Loris avvampava di collera davanti a quella freddezza impenetrabile, dietro la quale indovinava un proposito geloso. Ma bisognava compiere correttamente la ritirata per non mutarla in fuga; quindi cangiando tono gli chiese:
— Dove mi scriverete?
— Voi stesso ora non sapreste indicarmelo: vi fermerete dove potrete, assumendo il nome e la fisonomia che meglio vi converrà; poi mi scriverete. Alterate la calligrafia, e non firmate nemmeno coll'ultimo nome.
— È giusto, mormorò Loris accorgendosi di essere battuto.
— Farete anche benissimo disfacendovi dei cavalli e della droiska a una delle prime tappe.
— Voi pensate a tutto.
— A tutto, ribattè il principe con strana inflessione di voce, anche a quello, cui non si vorrebbe pensare.

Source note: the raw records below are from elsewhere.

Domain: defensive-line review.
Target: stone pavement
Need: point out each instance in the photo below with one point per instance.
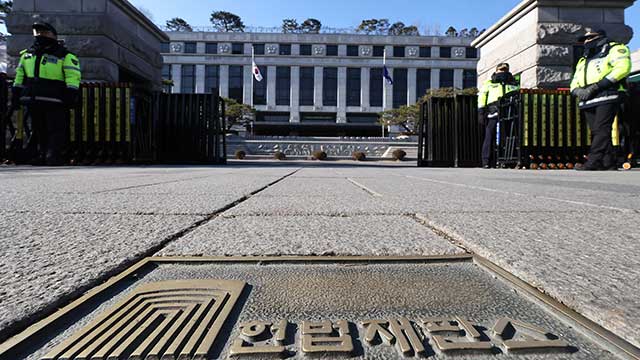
(573, 235)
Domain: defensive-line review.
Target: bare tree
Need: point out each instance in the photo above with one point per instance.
(178, 24)
(227, 22)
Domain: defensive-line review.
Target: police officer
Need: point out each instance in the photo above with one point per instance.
(501, 83)
(47, 82)
(599, 85)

Era impossibile resistere. Loris si volse a Tatiana domandandole con un inchino il permesso di andare nella propria camera a mettersi la pelliccia, per ritornare a salutarla. I due coniugi rimasero soli. A Loris sembrava di agire sotto l'impulso di un sogno. Nessuna idea gli rimaneva chiara nella mente, nemmeno quella che il principe conoscesse il suo amore con Tatiana, e lo cacciasse di casa. Si mise rapidamente la pelliccia e tornò nel gabinetto. Aveva bisogno di far presto, di essere fuori, per non tradirsi.
Il principe e la principessa erano ancora nel medesimo atteggiamento, come se non avessero parlato. Quando Loris entrò, Tatiana per frenare uno scoppio di pianto s'irrigidì così duramente che non potè muoversi. Loris invece andò verso il principe disinvoltamente: solo nella voce gli restava un certo tremito.
— Ci rivedremo alla guerra, caro principe, gli susurrò a bassa voce con accento quasi allegro.